The Symmetrical Bodies project focuses on the female form as a contemporary object onto which cultural projections of beauty, desire, and perfection transform the body itself into something disquieting and awesome, sublime even. Combining photography and painting, my process is both research-based and studio-oriented. The photographic element preserves the pixelated origin of the mass-produced image while the hand-painted element links to the history of painting and portraiture. When one side of a body is isolated and then mirrored, a purely symmetrical new body emerges which amplifies and reveals extreme idealizations of the female body. Works are organized into taxonomic groups: Les Célèbres, The Headless Woman, The Curiouser and most recently My Teenage Years. 

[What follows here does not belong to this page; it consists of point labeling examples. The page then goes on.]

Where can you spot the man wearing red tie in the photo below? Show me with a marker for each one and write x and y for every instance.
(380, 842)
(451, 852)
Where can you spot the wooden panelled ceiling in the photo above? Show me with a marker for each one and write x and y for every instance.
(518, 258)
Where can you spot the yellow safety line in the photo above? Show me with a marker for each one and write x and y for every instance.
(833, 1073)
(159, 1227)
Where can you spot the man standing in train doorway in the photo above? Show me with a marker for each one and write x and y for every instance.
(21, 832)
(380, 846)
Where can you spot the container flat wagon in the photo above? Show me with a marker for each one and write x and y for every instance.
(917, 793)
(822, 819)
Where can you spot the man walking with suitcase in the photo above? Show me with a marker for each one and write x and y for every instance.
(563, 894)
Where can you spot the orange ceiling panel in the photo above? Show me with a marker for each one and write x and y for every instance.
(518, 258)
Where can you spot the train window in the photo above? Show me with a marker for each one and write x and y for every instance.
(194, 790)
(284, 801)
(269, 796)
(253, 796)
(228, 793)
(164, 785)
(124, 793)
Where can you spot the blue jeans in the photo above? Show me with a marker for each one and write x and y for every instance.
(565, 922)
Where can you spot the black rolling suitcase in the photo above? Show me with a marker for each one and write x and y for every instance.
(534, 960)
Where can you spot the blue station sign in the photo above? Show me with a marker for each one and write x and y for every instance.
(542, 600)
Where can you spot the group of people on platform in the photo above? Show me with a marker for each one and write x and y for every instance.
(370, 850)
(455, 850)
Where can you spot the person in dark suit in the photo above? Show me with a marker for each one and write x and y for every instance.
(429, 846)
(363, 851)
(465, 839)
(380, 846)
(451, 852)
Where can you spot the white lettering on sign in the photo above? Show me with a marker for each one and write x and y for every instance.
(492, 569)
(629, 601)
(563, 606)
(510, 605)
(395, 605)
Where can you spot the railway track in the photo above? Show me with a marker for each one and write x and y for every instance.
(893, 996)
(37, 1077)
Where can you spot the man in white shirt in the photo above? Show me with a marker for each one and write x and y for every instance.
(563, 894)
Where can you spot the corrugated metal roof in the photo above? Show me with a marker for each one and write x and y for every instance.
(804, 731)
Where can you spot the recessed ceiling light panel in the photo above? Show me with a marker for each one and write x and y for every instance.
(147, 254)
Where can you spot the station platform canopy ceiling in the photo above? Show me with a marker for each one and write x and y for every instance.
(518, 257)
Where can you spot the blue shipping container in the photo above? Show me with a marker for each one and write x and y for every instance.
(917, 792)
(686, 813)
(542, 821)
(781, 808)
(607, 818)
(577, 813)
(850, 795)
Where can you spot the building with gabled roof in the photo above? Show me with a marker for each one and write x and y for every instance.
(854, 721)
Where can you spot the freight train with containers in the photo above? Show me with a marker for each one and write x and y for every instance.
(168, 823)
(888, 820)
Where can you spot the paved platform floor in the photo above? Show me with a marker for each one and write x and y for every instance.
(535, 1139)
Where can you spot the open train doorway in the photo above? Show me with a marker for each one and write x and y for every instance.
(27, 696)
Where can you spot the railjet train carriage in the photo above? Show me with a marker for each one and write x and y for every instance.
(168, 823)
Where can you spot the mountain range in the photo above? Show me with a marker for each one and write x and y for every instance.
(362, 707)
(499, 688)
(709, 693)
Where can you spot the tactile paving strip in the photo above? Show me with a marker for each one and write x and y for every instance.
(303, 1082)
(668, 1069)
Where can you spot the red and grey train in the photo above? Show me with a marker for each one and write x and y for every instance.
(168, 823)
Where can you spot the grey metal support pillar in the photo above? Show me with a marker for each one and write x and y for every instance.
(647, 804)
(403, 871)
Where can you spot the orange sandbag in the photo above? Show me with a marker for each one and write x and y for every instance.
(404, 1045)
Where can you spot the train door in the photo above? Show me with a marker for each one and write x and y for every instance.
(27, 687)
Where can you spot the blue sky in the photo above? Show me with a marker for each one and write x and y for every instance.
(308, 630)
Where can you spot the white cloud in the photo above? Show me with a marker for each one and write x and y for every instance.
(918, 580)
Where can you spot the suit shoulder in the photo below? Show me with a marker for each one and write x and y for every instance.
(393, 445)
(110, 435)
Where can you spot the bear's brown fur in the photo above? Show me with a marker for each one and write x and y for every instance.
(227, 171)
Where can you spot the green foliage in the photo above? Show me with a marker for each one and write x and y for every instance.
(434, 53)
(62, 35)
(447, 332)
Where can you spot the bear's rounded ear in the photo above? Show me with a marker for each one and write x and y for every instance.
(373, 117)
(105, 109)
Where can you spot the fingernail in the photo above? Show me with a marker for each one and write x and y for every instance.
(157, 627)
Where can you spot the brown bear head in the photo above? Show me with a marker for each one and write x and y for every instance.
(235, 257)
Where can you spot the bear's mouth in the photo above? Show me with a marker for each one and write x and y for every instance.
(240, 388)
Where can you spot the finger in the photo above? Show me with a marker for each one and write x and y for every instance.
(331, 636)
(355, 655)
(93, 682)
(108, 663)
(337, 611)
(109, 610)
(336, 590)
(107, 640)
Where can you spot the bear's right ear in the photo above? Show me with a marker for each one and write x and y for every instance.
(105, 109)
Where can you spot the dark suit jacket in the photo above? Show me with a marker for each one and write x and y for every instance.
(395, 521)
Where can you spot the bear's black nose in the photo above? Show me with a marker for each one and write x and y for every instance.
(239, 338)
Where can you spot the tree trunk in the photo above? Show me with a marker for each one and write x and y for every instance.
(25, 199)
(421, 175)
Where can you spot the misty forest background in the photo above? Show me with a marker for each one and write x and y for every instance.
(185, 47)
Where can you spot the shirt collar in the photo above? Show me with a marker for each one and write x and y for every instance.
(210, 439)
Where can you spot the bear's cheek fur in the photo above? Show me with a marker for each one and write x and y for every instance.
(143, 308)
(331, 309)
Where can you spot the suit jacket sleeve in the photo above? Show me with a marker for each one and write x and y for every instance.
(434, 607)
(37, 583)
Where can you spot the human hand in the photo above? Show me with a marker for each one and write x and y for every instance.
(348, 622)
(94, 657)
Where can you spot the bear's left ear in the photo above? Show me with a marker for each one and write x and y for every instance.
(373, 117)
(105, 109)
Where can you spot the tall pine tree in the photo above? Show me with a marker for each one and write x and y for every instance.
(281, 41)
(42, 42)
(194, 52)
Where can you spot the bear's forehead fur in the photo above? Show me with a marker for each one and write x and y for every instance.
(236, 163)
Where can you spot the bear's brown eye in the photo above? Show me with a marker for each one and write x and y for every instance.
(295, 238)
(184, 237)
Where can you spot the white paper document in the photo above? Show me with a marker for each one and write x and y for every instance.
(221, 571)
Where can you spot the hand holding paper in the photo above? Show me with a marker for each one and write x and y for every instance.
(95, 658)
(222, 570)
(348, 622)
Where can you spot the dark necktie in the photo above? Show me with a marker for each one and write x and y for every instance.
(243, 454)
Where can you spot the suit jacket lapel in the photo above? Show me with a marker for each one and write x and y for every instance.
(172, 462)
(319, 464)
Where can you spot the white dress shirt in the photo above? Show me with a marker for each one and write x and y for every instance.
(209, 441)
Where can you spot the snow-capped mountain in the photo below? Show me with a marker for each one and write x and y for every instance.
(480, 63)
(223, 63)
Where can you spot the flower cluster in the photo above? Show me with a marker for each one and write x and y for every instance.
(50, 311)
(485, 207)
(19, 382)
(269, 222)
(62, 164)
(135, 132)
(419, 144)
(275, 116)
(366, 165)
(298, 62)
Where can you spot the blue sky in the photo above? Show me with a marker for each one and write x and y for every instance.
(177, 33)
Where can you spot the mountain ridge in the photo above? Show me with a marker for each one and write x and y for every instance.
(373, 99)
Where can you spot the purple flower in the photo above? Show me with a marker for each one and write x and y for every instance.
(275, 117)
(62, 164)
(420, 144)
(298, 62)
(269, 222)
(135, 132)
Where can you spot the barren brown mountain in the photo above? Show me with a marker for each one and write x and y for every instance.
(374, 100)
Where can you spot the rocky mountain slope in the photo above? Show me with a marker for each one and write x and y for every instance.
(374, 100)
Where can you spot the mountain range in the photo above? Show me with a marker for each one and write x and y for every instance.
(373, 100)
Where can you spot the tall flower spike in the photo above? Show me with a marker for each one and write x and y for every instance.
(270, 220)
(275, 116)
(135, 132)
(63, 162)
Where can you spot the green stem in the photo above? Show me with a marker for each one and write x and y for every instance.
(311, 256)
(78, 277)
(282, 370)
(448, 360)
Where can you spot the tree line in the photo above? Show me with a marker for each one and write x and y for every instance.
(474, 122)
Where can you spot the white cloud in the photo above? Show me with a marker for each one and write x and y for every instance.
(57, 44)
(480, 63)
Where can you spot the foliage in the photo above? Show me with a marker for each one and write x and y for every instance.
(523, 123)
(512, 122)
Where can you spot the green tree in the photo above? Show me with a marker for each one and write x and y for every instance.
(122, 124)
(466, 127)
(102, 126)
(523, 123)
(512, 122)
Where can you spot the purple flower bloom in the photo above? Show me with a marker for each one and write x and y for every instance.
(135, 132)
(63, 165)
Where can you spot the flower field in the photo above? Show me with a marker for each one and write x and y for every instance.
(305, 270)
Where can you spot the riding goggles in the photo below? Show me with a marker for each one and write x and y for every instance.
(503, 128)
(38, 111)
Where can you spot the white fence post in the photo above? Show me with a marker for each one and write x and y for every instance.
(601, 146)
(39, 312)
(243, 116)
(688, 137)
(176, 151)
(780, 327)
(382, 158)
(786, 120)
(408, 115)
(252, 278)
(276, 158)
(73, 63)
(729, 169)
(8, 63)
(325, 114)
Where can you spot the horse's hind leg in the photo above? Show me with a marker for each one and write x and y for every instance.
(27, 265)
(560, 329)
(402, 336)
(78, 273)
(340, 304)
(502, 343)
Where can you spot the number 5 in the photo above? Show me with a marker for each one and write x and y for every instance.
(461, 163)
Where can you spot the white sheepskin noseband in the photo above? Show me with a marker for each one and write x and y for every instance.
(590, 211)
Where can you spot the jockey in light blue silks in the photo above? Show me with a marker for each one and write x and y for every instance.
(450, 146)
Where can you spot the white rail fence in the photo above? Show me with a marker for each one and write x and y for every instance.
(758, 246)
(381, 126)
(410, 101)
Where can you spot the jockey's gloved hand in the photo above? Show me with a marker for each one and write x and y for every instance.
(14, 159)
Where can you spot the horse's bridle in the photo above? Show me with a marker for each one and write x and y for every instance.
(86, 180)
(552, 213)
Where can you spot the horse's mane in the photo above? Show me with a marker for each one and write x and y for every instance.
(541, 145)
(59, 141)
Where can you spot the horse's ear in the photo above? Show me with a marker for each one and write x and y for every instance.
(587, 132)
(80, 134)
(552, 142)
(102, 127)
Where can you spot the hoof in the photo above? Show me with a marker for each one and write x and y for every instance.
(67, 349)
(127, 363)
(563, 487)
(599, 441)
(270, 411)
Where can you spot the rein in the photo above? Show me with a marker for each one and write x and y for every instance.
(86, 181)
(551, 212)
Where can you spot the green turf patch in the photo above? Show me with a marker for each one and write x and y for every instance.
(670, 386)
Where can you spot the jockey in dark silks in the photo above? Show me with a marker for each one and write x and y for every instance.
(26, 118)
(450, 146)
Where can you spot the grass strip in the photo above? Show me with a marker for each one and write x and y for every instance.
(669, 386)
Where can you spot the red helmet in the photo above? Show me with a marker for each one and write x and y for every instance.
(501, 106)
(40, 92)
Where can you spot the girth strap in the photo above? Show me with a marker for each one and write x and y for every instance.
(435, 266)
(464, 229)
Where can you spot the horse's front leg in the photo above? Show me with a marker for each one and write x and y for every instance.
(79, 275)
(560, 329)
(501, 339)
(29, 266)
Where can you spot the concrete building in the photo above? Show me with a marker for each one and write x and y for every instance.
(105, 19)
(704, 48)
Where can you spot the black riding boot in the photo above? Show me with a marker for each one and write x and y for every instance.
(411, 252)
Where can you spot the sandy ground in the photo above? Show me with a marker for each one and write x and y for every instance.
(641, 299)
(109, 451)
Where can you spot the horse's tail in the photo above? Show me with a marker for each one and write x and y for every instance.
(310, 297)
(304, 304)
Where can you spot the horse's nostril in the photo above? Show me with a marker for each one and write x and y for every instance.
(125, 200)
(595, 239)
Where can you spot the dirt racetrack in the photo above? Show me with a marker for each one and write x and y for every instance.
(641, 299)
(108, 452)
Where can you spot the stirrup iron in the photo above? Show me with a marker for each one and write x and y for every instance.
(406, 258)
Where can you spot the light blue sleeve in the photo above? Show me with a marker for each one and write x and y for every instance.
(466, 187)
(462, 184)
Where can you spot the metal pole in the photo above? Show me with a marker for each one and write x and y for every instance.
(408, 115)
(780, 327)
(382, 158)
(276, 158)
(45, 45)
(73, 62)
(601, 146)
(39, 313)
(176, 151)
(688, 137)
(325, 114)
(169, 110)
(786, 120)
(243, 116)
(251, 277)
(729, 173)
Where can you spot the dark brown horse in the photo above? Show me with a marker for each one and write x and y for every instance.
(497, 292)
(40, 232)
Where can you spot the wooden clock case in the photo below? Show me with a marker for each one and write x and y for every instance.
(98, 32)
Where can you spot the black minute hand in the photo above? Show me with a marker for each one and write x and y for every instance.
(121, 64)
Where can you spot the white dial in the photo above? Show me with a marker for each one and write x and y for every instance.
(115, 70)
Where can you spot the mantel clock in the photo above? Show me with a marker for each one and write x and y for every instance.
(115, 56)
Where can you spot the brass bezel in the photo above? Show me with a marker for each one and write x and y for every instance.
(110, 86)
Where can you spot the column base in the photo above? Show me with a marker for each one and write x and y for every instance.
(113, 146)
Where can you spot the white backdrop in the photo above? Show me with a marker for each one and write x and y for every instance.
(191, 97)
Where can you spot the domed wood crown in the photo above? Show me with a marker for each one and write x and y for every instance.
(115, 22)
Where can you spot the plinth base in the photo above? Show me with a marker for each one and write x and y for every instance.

Based on print media aimed at the female consumer, I study how historical images of commerce reinforce practiced, learned and culturally accepted poses and gestures while clothing design both showcases and runs counter to projections of the female ideal (e.g. signaling beauty, virtue, purity, passivity, nurturance, modesty…). As an example, physically restricting, wasp-waist couture has matched social expectations and accepted roles for women across time periods, from centuries ago to its reintroduction by Dior in the 1940s as the New Look and now again promoted in (some) fashion today. A counter example is the bloomer which made it possible for women to be ‘modest’ while riding a bicycle or playing sports. Commercially driven self-fashioning, fast fashion and concomitantly - planned obsolescence, can be traced at least as far back to the 17th century in France and England (e.g., popular prints documented royal court fashion and its influences on aspirational fashion for both men and women wearing the latest trend). Seeking through lines to our own contemporary times, my archival focus is the 20th century; first with mid-century magazines my mother would have read which ultimately led me to revisiting artifacts from my own formative years. Familiar and recognizable, these images have been consumed, catalogued and populate a collective Rolodex of expectations. 

Project images reflect, reveal, preserve and contort the long and persistent shelf life of culturally constructed models of beauty, attractiveness and accepted behaviors and roles within the female and domestic realms.